L'analyste de renseignement
Le sujet du renseignement est trop souvent examiné au travers du prisme des « grandes idées », bien loin des réalités et des besoins. En France, le groupe de travail n°4 du Livre Blanc, présidé par Ange Mancini, s’efforce de définir le futur de la communauté française du renseignement. Mais que ce soit en France, aux Etats-Unis, au Royaume Uni ou en Allemagne, il est un élément dont personne ne faire abstraction : l’analyste de renseignement. Civil et militaire, c’est surtout de lui et de sa condition que dépendra l’avenir de toute communauté du renseignement. Arnaud Kalika, ancien analyste du renseignement militaire au ministère de la défense, ex- rédacteur en chef de la lettre d’informations stratégiques TTU, aujourd’hui dans le conseil et le risque-pays, nous propose cette réflexion sur un métier singulier.
Dans l’atypique communauté mondiale du renseignement, les couloirs sont peuplés de fonctionnaires pressés. En synergie avec d’autres agents, protégés par l’anonymat indélébile et dont nous ne traiterons pas dans ce texte, analystes civils et militaires se croisent, échangent quelques perceptions et regagnent leurs postes de travail. Derrière ce ballet intellectuel se cache la colonne vertébrale des Etats les mieux informés.
Chaque service de renseignement (CIA, MI6, SVR, BND, DGSE, Mossad…) construit son action sur une production analytique dont le résultat est censé éclairer la réalité, et permettre à l’exécutif politique de comprendre, s’il le souhaite, avant de décider. Livré à son travail de fourmi, parfois ingrat, l’analyste se bâtit un environnement intérieur, une bulle cognitive dans laquelle il oriente son exploitation des informations à traiter. La qualité de tout service de renseignement réside dans la capacité de ses analystes à apprivoiser, puis maîtriser son sujet. En pratique, l’expérience montre qu’il faut huit mois de formation pour qu’un jeune analyste prenne la mesure de son objectif.
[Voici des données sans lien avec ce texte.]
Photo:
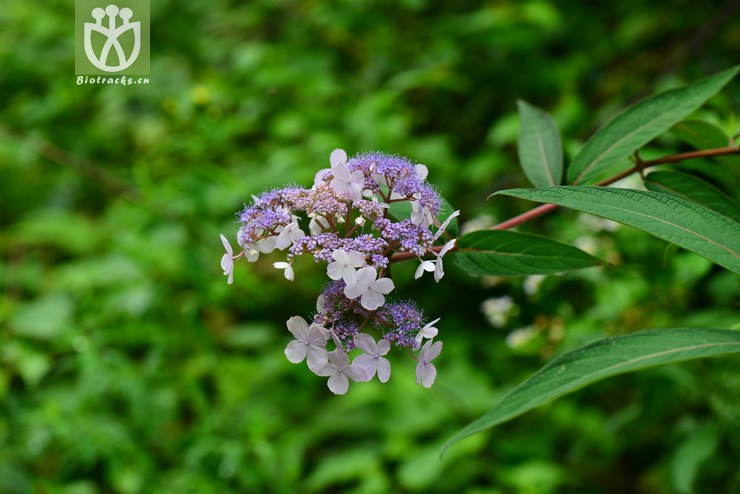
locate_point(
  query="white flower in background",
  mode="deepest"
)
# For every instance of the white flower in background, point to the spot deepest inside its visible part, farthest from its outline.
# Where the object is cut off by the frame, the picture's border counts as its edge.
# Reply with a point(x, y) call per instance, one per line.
point(227, 260)
point(250, 253)
point(317, 225)
point(320, 304)
point(288, 235)
point(521, 336)
point(344, 181)
point(438, 267)
point(425, 370)
point(428, 331)
point(372, 360)
point(365, 284)
point(427, 266)
point(446, 224)
point(345, 264)
point(309, 343)
point(339, 371)
point(288, 273)
point(499, 310)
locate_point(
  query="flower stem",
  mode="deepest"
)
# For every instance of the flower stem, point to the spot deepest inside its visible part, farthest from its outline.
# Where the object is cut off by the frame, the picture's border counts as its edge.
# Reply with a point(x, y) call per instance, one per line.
point(639, 166)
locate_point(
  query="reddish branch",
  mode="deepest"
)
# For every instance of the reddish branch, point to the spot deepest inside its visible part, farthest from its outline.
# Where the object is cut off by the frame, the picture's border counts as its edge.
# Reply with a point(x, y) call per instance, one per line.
point(639, 166)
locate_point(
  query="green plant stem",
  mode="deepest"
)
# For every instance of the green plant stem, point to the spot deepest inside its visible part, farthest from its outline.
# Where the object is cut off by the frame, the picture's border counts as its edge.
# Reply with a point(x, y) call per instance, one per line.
point(639, 166)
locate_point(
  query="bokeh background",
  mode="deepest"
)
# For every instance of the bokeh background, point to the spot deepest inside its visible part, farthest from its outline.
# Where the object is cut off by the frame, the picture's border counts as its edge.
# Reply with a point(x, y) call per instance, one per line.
point(127, 365)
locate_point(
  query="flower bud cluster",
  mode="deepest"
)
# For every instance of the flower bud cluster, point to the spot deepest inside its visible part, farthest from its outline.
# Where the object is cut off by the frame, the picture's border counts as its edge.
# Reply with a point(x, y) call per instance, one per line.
point(344, 220)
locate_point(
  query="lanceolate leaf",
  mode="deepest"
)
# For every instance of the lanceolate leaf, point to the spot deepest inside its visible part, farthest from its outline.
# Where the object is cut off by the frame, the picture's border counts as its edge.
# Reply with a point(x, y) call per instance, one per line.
point(693, 189)
point(507, 253)
point(684, 223)
point(540, 151)
point(605, 154)
point(602, 359)
point(700, 134)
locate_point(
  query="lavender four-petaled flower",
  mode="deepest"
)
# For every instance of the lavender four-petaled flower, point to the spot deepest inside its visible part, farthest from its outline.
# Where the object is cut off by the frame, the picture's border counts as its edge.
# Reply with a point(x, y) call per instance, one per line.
point(372, 360)
point(364, 284)
point(227, 260)
point(340, 371)
point(309, 343)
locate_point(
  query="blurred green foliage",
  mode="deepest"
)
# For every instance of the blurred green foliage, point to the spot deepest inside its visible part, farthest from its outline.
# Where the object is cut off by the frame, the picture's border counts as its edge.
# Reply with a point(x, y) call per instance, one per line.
point(128, 365)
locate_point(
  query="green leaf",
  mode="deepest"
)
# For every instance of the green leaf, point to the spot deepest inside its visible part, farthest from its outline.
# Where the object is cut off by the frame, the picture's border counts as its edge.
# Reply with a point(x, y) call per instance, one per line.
point(602, 359)
point(604, 154)
point(684, 223)
point(693, 189)
point(507, 253)
point(540, 150)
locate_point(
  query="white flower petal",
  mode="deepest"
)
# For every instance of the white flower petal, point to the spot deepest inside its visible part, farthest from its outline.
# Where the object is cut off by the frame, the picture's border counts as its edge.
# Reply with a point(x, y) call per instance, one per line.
point(438, 270)
point(446, 247)
point(317, 335)
point(366, 343)
point(366, 275)
point(371, 300)
point(227, 245)
point(384, 346)
point(355, 259)
point(328, 369)
point(384, 369)
point(340, 255)
point(341, 173)
point(316, 358)
point(296, 351)
point(338, 383)
point(446, 224)
point(298, 327)
point(421, 172)
point(383, 285)
point(430, 351)
point(348, 275)
point(354, 290)
point(425, 374)
point(266, 245)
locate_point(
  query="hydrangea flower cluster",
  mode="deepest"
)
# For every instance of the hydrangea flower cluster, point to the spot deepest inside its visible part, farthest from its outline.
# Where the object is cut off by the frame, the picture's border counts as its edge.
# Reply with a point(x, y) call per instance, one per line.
point(343, 220)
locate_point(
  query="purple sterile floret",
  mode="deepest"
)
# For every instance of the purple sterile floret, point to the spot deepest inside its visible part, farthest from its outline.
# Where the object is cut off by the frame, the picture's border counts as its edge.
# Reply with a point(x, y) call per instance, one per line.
point(404, 321)
point(322, 200)
point(324, 244)
point(409, 237)
point(346, 332)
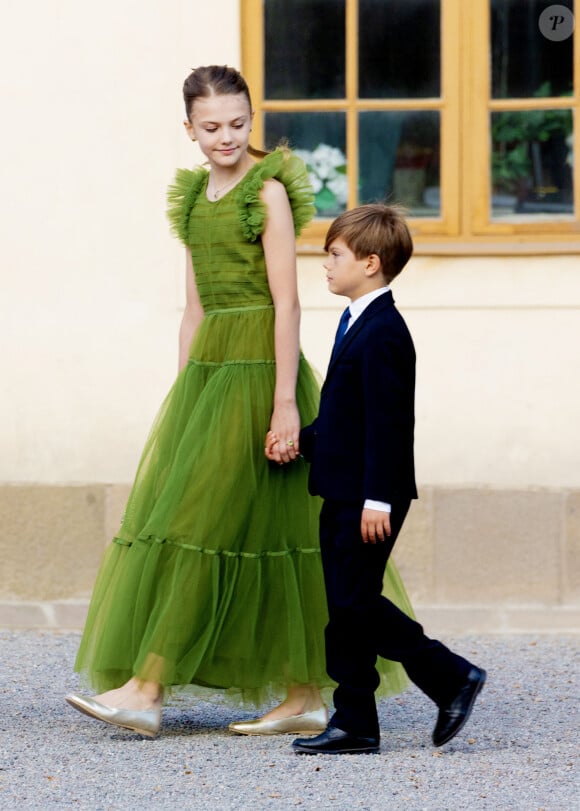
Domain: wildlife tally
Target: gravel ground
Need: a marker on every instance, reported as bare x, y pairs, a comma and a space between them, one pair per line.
518, 751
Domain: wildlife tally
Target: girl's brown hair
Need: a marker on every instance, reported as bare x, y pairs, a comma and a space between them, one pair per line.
216, 80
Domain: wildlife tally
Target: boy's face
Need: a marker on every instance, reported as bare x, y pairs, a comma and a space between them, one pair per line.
346, 275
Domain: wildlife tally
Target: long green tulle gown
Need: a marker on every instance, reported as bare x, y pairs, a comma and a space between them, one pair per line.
215, 578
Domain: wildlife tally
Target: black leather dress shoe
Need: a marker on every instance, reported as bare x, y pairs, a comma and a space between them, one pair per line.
334, 741
453, 716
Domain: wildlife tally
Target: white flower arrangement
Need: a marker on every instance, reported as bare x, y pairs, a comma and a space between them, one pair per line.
326, 167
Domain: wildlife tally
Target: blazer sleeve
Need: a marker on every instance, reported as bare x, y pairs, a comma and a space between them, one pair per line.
389, 394
307, 437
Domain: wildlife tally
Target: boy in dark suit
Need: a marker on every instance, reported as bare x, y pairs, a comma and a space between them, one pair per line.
361, 452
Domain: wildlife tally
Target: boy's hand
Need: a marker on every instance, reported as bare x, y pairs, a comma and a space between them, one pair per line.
375, 526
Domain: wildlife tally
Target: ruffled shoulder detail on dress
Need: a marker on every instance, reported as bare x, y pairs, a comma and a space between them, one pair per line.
290, 170
181, 197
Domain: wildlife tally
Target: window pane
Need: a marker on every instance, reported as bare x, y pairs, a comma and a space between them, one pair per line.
320, 139
524, 62
400, 52
304, 49
399, 160
532, 162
Dans cette mission grise, où la technique peut nourrir la connaissance, la routine devrait être la meilleure compagne de l’analyste. Elle peut, cependant, devenir son pire boulet en l’emmurant dans des certitudes mentales, qui troublent son objectivité, l’induisent en erreur et le précipitent dans l’impasse. Quant aux émoluments, leur valorisation constitue un gage de probité même si personne n’intègre un service de renseignement pour garnir son compte courant. Celui qui ne travaillerait que pour le salaire ferait fausse route et deviendrait un maillon faible pour l’ensemble de la communauté.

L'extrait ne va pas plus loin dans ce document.